Acute Low Back Pain: Differential Somatosensory Function and Gene Expression Compared with Healthy No-Pain Controls
Angela R. Starkweather, Divya Ramesh, Debra E. Lyon, Umaporn Siangphoe, Xioayan Deng, Jamie Sturgill, Amy Heineman, R. K. Elswick Jr, Susan G. Dorsey, and Joel Greenspan; University of Connecticut, School of Nursing, Storrs, CT; University of Florida College of Nursing, Gainesville, FL; Virginia Commonwealth University, School of Nursing, Richmond, VA; and University of Maryland School of Nursing, Baltimore, MD
Low back pain (LBP) is a musculoskeletal symptom defined as discomfort in the region between the thoracolumbar and lumbosacral junctions and is considered to be “acute” for up to 6 weeks after onset. An estimated 40% of individuals will experience persistent LBP lasting for more than 12 weeks. Researchers have focused on psychosocial and environmental risk factors to identify people at risk for persistent LBP through quantitative sensory testing (QST), which was primarily introduced to detect and differentiate between neuropathic syndromes. This study’s authors sought to describe and compare somatosensory responses to experimental pain and gene expression data between individuals with acute LBP and no-pain controls (NPCs) by comprehensively comparing QST parameters between no-pain control participants and those with acute LBP. Their hypothesis was that there would be significant differences in somatosensory function and gene expression profiles between the acute LBP group and the NPC group.
QST was performed in the lumbar region (at the location of pain for the acute LBP group) and on the dominant forearm (remote area). Participants in the acute LBP group had a lower threshold for cold at both the remote and back areas, meaning that pain was elicited at a higher temperature in the acute LBP group.
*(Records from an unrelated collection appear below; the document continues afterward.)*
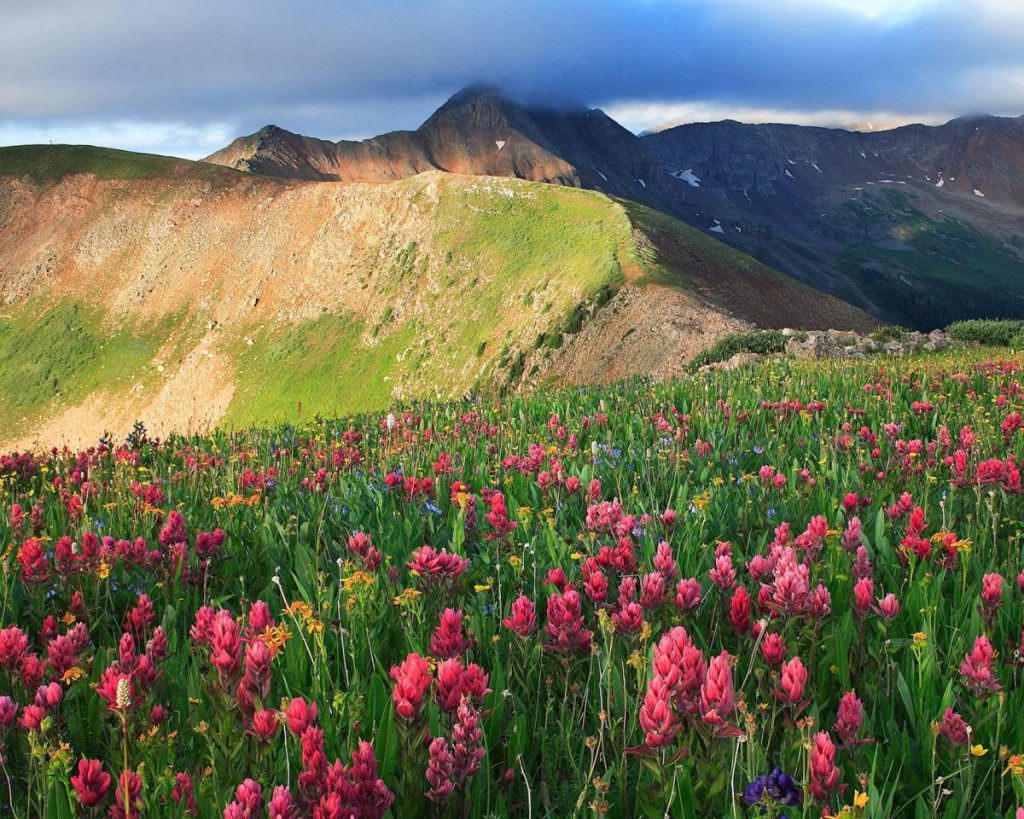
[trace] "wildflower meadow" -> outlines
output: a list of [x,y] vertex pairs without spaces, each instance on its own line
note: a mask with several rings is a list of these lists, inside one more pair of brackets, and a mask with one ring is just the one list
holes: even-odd
[[0,813],[1024,816],[1022,368],[2,455]]

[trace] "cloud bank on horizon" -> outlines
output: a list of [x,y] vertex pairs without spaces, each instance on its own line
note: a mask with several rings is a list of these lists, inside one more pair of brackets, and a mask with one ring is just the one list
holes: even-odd
[[637,131],[1024,113],[1020,0],[0,0],[0,19],[0,144],[362,138],[470,82]]

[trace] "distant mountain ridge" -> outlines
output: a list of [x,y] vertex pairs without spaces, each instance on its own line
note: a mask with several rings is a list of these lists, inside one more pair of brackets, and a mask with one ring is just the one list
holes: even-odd
[[529,107],[473,86],[415,131],[334,143],[268,127],[207,159],[299,179],[442,170],[591,188],[884,320],[1024,316],[1024,117],[874,132],[726,120],[637,136],[597,109]]
[[415,131],[329,142],[268,125],[207,161],[290,179],[381,182],[441,170],[576,186],[579,181],[532,117],[487,88],[456,94]]

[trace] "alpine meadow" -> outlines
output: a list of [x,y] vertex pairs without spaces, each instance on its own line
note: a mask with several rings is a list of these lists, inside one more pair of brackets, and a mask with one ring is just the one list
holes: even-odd
[[1018,2],[0,19],[0,816],[1024,819]]

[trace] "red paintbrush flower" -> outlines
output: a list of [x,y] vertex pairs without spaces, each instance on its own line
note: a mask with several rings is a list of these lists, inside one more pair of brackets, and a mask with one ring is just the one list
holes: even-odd
[[395,681],[391,690],[395,713],[404,720],[415,720],[423,707],[423,695],[433,681],[430,665],[419,654],[411,653],[391,667],[390,676]]
[[462,634],[462,610],[445,609],[430,637],[430,653],[438,659],[460,656],[467,648]]
[[839,782],[839,768],[836,767],[836,746],[827,731],[814,735],[811,744],[809,790],[818,802],[828,802],[829,796]]
[[797,705],[804,698],[806,685],[807,669],[799,657],[793,657],[782,665],[782,677],[775,696],[787,705]]
[[302,697],[295,697],[288,703],[285,716],[288,730],[296,736],[302,736],[307,728],[316,724],[316,703],[307,703]]
[[732,684],[732,657],[723,651],[708,664],[707,676],[700,689],[701,719],[719,725],[736,709]]
[[110,782],[102,762],[84,757],[78,761],[78,773],[71,777],[71,786],[84,808],[97,807],[106,798]]
[[833,730],[844,745],[853,745],[863,721],[864,704],[857,697],[856,691],[847,691],[839,700],[839,712]]
[[519,595],[512,602],[512,610],[502,620],[502,624],[520,637],[529,637],[537,630],[537,609],[533,601],[525,594]]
The pressure pain threshold (PPT) only was significantly lower in the back area of the acute LBP group, meaning that less pressure stimulus was required to elicit pain. Mechanical sensitivity and the wind-up ratio were significantly higher in both the remote and back areas in the acute LBP group, meaning that the acute LBP group reported higher pain scores to a set mechanical stimulus. Finally, pain scores were significantly elevated in response to a standard brush applied to the painful back region in the acute LBP, suggesting mechanical allodynia.
This study indicates a unique profile of somatosensory alterations and differential gene expression present at the initial episode of acute LBP and reports these differences in comparison with NPCs. These findings suggest a mechanism of enhanced central nervous system excitability in participants with acute LBP. Deep tissue–specific peripheral sensitization was suggested in the acute LBP group because of significant differences in the PPT of the painful back area but not the remote body site. Although previous studies have reported sensory alterations among participants with chronic LBP, this study reports indications of selective peripheral and central sensitization among participants with acute LBP and NPCs. These preliminary findings provide evidence of potential candidate genetic markers that may influence pain signaling and inflammatory processes during the acute stage of pain. Future studies will examine these parameters in a longitudinal cohort to determine whether specific indicators of somatosensory function and gene expression contribute to persistent LBP.